Da allora l’azienda dà alle stampe una quarantina di volumi l’anno. Opere monumentali come il catalogo ragionato del pittore Robert Motherwell, tre tomi, 1.700 pagine, più di 3.000 illustrazioni, licenziato in questi giorni da cinque esperti inviati dalla Yale University. Non si contano i libri degli artisti di fama mondiale usciti dalle macchine piane della Trifolio: dalle monografie retrospettive dei pittori Pablo Picasso, Andy Warhol, Edgar Degas, Claude Monet, Henry Matisse e George Seurat ai portfolio dei fotografi Adam Fuss, Bruce Davidson, Robert Adams, Carleton Watkins, Daido Moriyama, Richard Misrach, Robert McCabe, Frank Gohlke e Sally Mann.
La figlia di Ugo Mulas, Melina, è arrivata a porre come condizione alla casa editrice Electa che una raccolta del padre, La scena dell’arte, fosse stampata dagli artigiani veronesi. I quali alla perizia tecnica uniscono un’avvolgente soavità veneta nelle relazioni. «L’Amarone aiuta» sorride Tonolli. «Ma anche il tiramisù: Davidson, uno dei grandi della Magnum Photos, ne era ghiotto e nelle due settimane che è rimasto qui ha voluto ogni giorno assaggiarne uno diverso nelle trattorie della zona. Solo che poi gli prendeva l’abbiocco e prima delle 16 non c’era verso di farsi vistare una prova di stampa...».

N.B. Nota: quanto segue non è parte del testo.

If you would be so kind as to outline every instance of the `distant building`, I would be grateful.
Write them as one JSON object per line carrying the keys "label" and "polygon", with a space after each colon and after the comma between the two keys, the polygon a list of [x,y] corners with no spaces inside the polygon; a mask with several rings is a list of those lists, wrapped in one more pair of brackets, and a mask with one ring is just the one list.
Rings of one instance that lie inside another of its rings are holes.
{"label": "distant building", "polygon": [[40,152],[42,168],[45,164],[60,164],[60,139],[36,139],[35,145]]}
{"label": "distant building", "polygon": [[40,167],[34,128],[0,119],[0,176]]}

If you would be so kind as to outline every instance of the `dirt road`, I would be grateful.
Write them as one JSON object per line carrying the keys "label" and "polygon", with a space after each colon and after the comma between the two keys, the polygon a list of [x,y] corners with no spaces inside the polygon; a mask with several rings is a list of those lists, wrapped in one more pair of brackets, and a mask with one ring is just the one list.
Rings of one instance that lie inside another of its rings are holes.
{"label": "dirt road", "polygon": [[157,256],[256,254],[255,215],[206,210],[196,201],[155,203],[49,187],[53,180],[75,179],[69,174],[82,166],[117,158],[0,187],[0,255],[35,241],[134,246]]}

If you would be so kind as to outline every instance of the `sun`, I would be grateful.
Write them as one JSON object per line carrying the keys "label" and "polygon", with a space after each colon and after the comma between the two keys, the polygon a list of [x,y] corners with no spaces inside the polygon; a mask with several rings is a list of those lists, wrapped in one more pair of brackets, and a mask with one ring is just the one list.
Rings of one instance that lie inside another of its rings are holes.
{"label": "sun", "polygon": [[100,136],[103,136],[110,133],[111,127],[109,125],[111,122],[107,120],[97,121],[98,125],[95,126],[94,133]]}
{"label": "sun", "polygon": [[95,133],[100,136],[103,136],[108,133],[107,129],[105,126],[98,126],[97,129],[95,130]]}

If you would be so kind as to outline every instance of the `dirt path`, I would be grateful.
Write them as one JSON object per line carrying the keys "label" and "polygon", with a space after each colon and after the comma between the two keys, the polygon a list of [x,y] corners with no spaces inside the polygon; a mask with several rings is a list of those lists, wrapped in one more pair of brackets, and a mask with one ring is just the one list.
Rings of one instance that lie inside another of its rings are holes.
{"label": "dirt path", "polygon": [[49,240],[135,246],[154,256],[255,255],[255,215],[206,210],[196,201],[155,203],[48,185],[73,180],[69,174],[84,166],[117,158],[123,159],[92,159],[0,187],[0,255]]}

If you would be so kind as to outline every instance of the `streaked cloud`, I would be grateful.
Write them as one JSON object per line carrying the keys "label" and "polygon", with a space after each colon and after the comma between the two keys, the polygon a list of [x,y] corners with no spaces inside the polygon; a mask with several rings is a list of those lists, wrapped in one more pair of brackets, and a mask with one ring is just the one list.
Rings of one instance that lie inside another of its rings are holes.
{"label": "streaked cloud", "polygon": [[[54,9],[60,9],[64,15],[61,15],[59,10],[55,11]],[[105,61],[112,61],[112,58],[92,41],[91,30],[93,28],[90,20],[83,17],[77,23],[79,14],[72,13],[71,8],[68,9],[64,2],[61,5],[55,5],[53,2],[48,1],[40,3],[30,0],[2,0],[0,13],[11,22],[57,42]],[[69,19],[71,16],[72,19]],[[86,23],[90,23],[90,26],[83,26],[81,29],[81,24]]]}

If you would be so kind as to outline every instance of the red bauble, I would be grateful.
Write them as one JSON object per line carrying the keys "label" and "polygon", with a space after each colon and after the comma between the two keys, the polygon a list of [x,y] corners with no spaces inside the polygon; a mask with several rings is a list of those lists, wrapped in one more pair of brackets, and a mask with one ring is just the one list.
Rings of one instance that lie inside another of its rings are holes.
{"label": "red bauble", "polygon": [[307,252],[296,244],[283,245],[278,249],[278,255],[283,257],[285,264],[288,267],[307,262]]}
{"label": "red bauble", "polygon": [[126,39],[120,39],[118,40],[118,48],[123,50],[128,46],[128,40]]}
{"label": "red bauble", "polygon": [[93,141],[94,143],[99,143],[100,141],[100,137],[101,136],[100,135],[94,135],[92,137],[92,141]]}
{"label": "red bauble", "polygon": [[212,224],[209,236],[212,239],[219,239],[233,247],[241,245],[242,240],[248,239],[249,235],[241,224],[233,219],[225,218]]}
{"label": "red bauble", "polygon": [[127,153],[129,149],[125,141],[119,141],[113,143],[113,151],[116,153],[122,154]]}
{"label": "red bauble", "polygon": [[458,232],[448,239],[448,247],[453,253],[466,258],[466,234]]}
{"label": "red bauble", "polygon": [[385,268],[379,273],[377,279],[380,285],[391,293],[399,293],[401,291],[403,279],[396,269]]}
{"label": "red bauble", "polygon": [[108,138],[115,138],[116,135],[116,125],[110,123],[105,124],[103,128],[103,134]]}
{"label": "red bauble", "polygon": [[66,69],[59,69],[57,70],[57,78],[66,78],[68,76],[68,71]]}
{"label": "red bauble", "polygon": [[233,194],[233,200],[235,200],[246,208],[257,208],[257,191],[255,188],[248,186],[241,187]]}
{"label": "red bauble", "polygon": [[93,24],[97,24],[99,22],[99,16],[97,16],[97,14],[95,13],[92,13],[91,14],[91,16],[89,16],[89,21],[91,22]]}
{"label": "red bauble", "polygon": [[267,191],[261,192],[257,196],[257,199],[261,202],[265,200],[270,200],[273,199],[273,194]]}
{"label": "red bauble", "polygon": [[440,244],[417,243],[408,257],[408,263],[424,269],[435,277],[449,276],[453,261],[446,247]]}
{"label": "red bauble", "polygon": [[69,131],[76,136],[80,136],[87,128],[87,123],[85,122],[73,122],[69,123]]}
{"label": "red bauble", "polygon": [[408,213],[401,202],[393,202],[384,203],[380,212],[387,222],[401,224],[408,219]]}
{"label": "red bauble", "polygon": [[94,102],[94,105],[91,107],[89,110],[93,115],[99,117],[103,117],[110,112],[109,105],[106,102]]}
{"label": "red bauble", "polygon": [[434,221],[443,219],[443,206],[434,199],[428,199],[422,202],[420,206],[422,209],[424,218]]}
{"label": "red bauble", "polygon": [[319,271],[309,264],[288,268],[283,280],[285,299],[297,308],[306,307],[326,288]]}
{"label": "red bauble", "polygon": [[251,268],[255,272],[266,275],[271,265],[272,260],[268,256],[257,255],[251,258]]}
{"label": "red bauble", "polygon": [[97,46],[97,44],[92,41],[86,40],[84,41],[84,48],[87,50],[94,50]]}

La Trifolio lavora per il 90 per cento con gli Stati Uniti e per l’8 per cento con Gran Bretagna, Francia e Germania. È diventata un punto di riferimento per musei come il Moma e il Whitney di New York, il J. Paul Getty e l’Hammer di Los Angeles, il Museum of fine arts di Boston e il Museum of modern art di San Francisco; per le università di Princeton e di Yale; per le gallerie d’arte Fraenkel di San Francisco e Gagosian di New York; per gli editori Prestel, Aperture, Schimer-Mosel e Rizzoli Usa. «Perché non abbiamo committenti italiani? Molto semplice: le capacità dei tecnici creativi e le professionalità estreme interessano soprattutto al cliente americano, disposto a sborsare quel 20 per cento in più che il sistema AreaW4 comporta», specifica Tonolli. Insomma, la qualità paga. Tant’è che la Trifolio non risente della crisi economica ed è già subissata di commesse sino al prossimo inverno.
Nel frattempo, dopo aver visto il libro di Cindy Sherman, si sono fatti vivi anche i musei Metropolitan e Guggenheim di New York.

E nella notte degli Oscar i premiati hanno ricevuto in dono dall’Academy l’ultima monografia di Herb Ritts, L.A. style, stampata dai veronesi per conto del Getty museum. Molto più di una nomination, per Tonolli e soci.